8. Leave granted. Heard both counsel. The contention advanced on behalf of the appellant-workman in this appeal is that the terms of the reference did not limit the jurisdiction of the Labour Court to granting the basic wage of Rs. 300 only. It is in the statement of claim filed in support of the reference that the workman had restricted his demand of basic wage to Rs. 300. However, in the subsequent pleadings which were filed with the permission of the Labour Court, the workman had claimed Rs. 500 as the basic wage. Hence there was nothing wrong if the Labour Court had granted the basic wage of Rs. 500 per month. The High Court had erred in holding that since the workman had claimed no more than Rs. 300 as the basic wage, the Labour Court has exceeded its jurisdiction in granting the basic wage of Rs. 500. It was, therefore, urged by the learned Counsel that the High Court's decision should be set aside and the workman should be granted Rs. 500 per month as the basic wage.

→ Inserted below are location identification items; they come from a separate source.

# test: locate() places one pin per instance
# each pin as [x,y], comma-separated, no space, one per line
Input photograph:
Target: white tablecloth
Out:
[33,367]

9. There is no doubt that the terms of the reference did not restrict the claim of the workman to Rs. 300 per month and since the statement of claim was supplemented with the leave of the Labour Court, and the supplementary pleadings made out a claim for Rs. 500 per month as the basic wage, the Labour Court's jurisdiction was not confined to granting the basic wage of Rs. 300 per month. However, we find that the claim for the basic wage of Rs. 500 made by the workman was on the basis of the basic wage of the tracer and the designer. Admittedly on the facts found, the workman is not doing the work of the designer. He only duplicates the designs. The basic wage which the Labour Court gave to the workman was on the basis that he was a designer-sprayman. Hence we are of the view that the reduction of the basic wage by the High Court from Rs. 500 to Rs. 300 per month cannot be said to be unjustified. In this view of the matter, we dismiss the appeal. There will be no order as to costs.